What we did at the CDE was change the nomenclature, if not the statute, and open the English literature department to other related areas of studies in the humanities, like arts, culture, gender and theories known commonly here as literary theory. We created a model by drawing mainly from the cultural studies as popularised by Raymond Williams and Stuart Hall. We included topics related to literature, like comparative studies of literary traditions and the relationship between indigenous themes and the canons of literary studies. It became a broad-based syllabus. It was a great experience to work as head of the department with the cooperation and ideas of some learned colleagues.
Shreedhar Lohani played an important role in that moment of academic challenge. The syllabus evinced an interdisciplinary spirit by keeping literature at its core. Our next challenge was to find teachers to teach this course. We solved that by assigning the responsibility to young, talented teachers who played a great role. They have now retired but are actively engaged in academic work. They had a great impact on the English literature syllabus. The courses displayed the relationship between history and literature principally as propounded by Hayden White, to name one. It is not possible to mention all the names here. But the syllabus became flexible and inclusive. We changed the title of the syllabus from English literature to ‘literature written in English’, broadening the scope of the studies of literature written in English in this region and Africa.

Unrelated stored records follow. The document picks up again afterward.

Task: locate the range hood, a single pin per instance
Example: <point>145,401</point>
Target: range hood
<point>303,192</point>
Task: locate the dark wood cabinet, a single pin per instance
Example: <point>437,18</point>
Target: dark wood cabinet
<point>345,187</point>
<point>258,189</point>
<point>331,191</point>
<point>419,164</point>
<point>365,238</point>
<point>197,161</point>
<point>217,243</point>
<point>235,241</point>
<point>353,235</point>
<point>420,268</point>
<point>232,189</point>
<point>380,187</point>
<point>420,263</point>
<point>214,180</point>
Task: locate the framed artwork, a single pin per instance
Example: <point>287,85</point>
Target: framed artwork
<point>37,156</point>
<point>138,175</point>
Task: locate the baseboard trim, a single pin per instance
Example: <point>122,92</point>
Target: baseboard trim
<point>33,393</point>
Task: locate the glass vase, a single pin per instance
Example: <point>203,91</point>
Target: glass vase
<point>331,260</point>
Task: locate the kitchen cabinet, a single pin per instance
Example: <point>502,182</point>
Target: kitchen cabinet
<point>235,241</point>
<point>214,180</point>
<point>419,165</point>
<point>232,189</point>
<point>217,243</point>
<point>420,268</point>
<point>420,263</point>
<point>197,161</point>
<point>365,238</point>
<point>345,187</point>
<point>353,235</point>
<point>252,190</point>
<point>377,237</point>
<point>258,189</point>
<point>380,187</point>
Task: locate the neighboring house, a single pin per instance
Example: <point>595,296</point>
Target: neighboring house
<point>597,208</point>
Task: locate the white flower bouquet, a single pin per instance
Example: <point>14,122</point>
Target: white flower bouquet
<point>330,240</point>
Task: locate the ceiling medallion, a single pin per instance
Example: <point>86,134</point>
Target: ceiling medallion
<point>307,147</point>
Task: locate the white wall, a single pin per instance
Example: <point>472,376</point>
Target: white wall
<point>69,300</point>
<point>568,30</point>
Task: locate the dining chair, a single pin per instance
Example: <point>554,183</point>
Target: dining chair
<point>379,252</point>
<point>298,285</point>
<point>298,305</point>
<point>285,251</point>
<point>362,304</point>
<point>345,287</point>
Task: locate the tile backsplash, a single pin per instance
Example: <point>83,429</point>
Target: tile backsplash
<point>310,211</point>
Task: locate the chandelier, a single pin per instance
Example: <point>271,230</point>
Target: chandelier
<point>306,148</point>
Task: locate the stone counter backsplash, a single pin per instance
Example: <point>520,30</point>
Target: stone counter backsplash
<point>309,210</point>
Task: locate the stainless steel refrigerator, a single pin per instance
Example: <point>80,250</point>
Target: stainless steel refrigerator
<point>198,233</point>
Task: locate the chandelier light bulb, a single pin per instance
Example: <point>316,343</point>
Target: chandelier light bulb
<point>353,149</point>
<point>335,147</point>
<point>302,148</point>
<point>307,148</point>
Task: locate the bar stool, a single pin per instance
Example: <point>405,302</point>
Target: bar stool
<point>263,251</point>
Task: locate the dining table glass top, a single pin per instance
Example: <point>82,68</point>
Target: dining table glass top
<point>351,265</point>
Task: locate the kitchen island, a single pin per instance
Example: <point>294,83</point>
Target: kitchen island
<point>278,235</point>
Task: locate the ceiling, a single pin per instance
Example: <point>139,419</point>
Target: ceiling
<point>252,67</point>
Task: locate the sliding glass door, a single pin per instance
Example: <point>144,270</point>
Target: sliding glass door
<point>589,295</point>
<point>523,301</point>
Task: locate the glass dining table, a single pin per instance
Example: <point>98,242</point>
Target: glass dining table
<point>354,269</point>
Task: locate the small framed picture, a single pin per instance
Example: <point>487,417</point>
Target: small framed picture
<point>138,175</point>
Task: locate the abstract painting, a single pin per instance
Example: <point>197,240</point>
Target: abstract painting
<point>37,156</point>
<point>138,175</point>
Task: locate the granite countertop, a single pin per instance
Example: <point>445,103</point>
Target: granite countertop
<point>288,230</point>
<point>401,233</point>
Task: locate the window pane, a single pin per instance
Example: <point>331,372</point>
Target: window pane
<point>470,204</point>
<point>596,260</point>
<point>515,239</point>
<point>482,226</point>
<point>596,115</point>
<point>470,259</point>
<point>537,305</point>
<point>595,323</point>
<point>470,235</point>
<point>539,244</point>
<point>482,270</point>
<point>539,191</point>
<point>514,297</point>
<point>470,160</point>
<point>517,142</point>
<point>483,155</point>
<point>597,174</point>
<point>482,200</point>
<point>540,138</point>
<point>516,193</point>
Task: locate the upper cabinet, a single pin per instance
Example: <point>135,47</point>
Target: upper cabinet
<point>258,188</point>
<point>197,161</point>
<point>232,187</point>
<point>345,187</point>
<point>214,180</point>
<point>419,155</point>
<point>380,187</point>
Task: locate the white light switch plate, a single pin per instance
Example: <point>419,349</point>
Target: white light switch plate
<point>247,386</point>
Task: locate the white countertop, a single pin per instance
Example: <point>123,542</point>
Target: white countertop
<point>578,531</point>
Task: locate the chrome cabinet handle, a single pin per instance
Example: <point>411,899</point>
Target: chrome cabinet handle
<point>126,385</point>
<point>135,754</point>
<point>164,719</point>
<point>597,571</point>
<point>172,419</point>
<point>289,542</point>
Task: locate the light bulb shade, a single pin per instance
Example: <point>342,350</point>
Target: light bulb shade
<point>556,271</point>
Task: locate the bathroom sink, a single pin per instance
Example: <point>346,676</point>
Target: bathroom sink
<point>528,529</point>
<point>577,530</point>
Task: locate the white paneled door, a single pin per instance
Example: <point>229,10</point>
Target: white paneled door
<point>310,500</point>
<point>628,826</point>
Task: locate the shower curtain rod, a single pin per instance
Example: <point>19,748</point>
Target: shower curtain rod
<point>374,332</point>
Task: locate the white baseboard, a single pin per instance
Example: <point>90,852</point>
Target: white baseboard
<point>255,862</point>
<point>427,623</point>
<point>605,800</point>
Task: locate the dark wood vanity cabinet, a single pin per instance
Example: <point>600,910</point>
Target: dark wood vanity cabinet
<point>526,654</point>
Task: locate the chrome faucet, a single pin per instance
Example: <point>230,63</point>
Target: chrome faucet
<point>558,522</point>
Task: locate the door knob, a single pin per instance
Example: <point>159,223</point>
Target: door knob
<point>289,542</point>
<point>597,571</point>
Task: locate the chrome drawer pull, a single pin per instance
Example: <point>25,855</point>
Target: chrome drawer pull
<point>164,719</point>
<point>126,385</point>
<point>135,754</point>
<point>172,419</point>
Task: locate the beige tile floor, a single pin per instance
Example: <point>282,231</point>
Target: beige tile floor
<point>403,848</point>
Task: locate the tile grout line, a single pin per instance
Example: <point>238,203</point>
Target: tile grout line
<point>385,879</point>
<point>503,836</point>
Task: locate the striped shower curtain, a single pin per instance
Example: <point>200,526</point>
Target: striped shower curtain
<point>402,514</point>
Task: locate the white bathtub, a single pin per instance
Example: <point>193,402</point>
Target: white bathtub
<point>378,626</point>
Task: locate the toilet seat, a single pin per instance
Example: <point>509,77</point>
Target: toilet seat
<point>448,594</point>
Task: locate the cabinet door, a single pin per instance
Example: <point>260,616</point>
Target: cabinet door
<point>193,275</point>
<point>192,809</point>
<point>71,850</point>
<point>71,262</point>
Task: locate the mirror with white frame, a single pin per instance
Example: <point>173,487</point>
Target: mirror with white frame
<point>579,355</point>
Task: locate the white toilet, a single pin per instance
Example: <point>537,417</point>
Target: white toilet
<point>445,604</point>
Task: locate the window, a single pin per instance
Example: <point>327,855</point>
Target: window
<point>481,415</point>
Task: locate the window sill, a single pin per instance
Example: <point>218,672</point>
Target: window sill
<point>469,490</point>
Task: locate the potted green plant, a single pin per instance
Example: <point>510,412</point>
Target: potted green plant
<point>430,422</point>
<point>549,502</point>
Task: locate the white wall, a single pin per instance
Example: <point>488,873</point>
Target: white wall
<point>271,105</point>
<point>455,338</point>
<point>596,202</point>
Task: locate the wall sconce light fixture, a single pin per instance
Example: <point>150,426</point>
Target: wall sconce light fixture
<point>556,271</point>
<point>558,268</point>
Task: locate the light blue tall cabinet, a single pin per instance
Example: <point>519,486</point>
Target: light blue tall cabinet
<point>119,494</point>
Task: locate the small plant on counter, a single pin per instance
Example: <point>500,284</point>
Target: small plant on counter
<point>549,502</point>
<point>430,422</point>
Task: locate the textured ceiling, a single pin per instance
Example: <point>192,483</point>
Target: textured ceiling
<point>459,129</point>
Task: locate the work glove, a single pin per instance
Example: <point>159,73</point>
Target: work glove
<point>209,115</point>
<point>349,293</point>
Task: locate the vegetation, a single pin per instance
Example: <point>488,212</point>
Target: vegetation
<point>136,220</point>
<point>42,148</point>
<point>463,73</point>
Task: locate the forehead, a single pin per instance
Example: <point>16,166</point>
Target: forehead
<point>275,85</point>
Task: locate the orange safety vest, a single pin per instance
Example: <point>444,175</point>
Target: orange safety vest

There was another impact of the transformation of the syllabi. Students and researchers used the Nepali texts of literature, history and culture to write PhD dissertations and earn a degree. Some scholars who worked here and those who worked in universities in America, Canada, Britain and India wrote PhD dissertations on themes that included Nepal’s literary and cultural texts. The process continues.
In Nepal, engaging in creative works in English has propelled various activities like writing poetry and novels in English and organising seminars where topics such as literature and ecology are discussed. The confidence evinced by such nomenclature as ‘Village of English Writers, Chitwan’ is significant in several ways. It shows that those who do so create a separate identity as English writers and claim a village of their own. Some organisations and societies are devoted to promoting creative writing in English in Nepal. This encourages writing in English, but producing creative works in English and sending them out to a broader audience is challenging in many ways. The most important one is the quality and acceptability of the work itself.
But I find the Chitwan experiment an important proposal towards promoting creative education with English as a writing medium. The question remains. We may ask, as the creators of such organisations, are the English teachers using this karma for teaching English in the English classroom? If so, what is their experience? Are they putting their ideas at the colloquiums of the nationwide Nepali English Language Teachers Association (NELTA)?
The CDE and some other departments of different campuses have been organising seminars and interactions on topics that evoke interdisciplinary studies. But I found the message of VIEW, Chitwan, very eloquent. Some very good papers on ecology and problems facing Nepal and the world were presented at the conference alongside those that evoked the India: classical perceptions of nature, as could be seen, in the Upanishads alluded to by some good presenters. This seminar of “English writers” in the village of Chitwan has introduced themes and challenges that need to be addressed prudently, productively and openly.